I'll probably do something similar with a comparison table at the top and if its possible a couple paragraphs about each product where I'd like to mention the main features or specs dynamically. I'll add to it manually but want to post something simple at first so I can see what starts getting traction to prioritize.

I was debating between upgrading to Elementor Pro, find an alternative, or use Gutenberg? Id' rather not start relying more on Elementor either since I'd like to simplify and get away from a separate page builder.

Is it hard to create blocks like these in Gutenberg? I can manipulate code some when needed, but can't write it from scratch. I found a plugin for Gutenberg, Stackable which might be easier for me but I would wonder how it will affect performance. Do you use the free or paid version of ACF? Are there any other plugins required to make it work? Any advice or good resources would be greatly appreciated. Thanks
 
Do you use the free or paid version of ACF?
I use the paid version, grandfathered in from when it was a one-time fee. It's still worth the annual fee if it's the backbone to an entire site you build.

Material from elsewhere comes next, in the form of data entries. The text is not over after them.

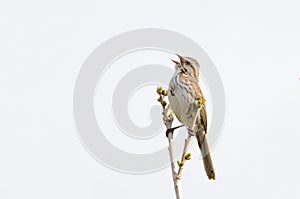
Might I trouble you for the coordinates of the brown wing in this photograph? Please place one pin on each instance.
(203, 116)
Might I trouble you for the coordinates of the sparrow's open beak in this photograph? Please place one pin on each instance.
(176, 62)
(181, 59)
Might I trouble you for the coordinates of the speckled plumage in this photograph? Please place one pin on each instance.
(184, 90)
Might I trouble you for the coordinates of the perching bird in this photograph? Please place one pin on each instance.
(184, 91)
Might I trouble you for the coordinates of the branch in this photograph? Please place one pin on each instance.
(168, 120)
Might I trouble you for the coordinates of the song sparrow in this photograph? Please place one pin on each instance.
(184, 90)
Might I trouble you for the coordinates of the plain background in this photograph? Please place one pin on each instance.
(254, 44)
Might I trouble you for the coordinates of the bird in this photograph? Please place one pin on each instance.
(184, 91)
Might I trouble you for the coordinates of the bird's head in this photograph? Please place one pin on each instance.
(188, 66)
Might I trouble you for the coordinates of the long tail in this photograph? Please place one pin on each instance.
(203, 145)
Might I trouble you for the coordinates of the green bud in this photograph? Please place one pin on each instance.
(165, 92)
(180, 164)
(159, 90)
(188, 156)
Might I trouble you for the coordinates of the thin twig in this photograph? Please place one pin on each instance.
(186, 144)
(168, 120)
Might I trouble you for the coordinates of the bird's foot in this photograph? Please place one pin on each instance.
(171, 130)
(191, 132)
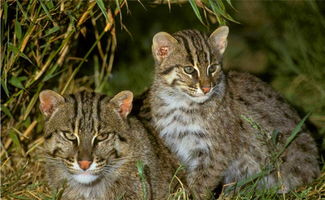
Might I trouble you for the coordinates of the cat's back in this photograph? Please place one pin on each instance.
(258, 100)
(159, 163)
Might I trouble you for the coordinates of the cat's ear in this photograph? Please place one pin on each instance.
(49, 101)
(123, 103)
(162, 45)
(218, 38)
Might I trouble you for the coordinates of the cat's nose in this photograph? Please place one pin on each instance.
(84, 164)
(206, 89)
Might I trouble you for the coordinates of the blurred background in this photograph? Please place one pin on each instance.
(105, 46)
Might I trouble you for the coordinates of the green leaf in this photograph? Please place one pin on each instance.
(16, 50)
(18, 30)
(274, 136)
(51, 30)
(196, 10)
(293, 134)
(117, 4)
(15, 139)
(46, 10)
(16, 81)
(6, 111)
(49, 4)
(4, 86)
(101, 5)
(5, 11)
(296, 130)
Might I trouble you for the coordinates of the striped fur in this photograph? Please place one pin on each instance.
(207, 132)
(75, 131)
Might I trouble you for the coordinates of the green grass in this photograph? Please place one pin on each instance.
(68, 46)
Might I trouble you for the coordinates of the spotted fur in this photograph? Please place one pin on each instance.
(207, 131)
(91, 127)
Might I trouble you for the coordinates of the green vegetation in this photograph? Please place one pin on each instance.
(105, 46)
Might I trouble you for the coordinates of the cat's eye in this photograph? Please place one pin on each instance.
(102, 137)
(70, 136)
(189, 69)
(213, 68)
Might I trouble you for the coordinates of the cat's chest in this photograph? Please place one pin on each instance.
(183, 127)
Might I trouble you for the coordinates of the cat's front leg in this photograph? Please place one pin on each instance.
(203, 180)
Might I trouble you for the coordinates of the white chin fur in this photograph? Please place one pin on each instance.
(199, 99)
(84, 178)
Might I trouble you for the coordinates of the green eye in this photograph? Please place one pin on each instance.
(102, 137)
(70, 136)
(189, 70)
(213, 68)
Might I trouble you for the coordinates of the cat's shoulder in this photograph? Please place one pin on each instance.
(248, 83)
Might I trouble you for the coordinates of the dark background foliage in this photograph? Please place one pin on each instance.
(69, 46)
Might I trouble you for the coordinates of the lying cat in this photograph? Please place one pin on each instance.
(200, 111)
(93, 147)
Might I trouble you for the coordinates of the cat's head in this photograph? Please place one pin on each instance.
(86, 133)
(190, 62)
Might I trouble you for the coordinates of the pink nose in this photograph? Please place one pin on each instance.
(206, 89)
(84, 164)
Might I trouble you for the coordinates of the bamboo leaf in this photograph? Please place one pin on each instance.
(15, 139)
(18, 30)
(6, 111)
(196, 10)
(4, 86)
(101, 5)
(51, 30)
(16, 81)
(16, 50)
(46, 10)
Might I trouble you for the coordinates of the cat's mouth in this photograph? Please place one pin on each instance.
(85, 177)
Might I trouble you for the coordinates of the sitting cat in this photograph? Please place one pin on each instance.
(198, 110)
(92, 147)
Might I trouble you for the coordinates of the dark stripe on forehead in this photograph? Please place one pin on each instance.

Is it hard to create blocks like these in Gutenberg? I can manipulate code some when needed, but can't write it from scratch.
You'll struggle. To build a complex Gutenberg block, you'll need to know HTML & CSS very well including media queries. It's non-negotiable. To do it normally you'll need to know Javascript as well, or to do it with Advanced Custom Fields you'll need to know PHP. If you can't do these things from scratch, you're going to have a very hard time making this work, unfortunately.

The other option is to download these plugins with a bunch of blocks in them, or wait for the Block Depository (like the Theme and Plugin ones) that Wordpress intends to release where you can download one block at a time from other users uploading them. This will include bloat too as you'll end up enqueuing new CSS and JS (if needed) files. Something like Autoptimize (a plugin that will concatenate all the enqueued files in the right order and minify them) might help with this. It's worth testing, though it can be slower to do this with HTTP/2 than it is to leave the files separated.
 
Thanks, at least I know not to waste time creating something custom. I just noticed that Ninjatables pro can integrate with ACF. I'm going to test it out using Ninjatables plus Elementor pro on a staging site. No issues with either of them so far, but I do use Flying Press. Without that they would probably do poorly on speed/CWV. I think I'll be able to do everything I'm looking for with it and also not have it impact speed.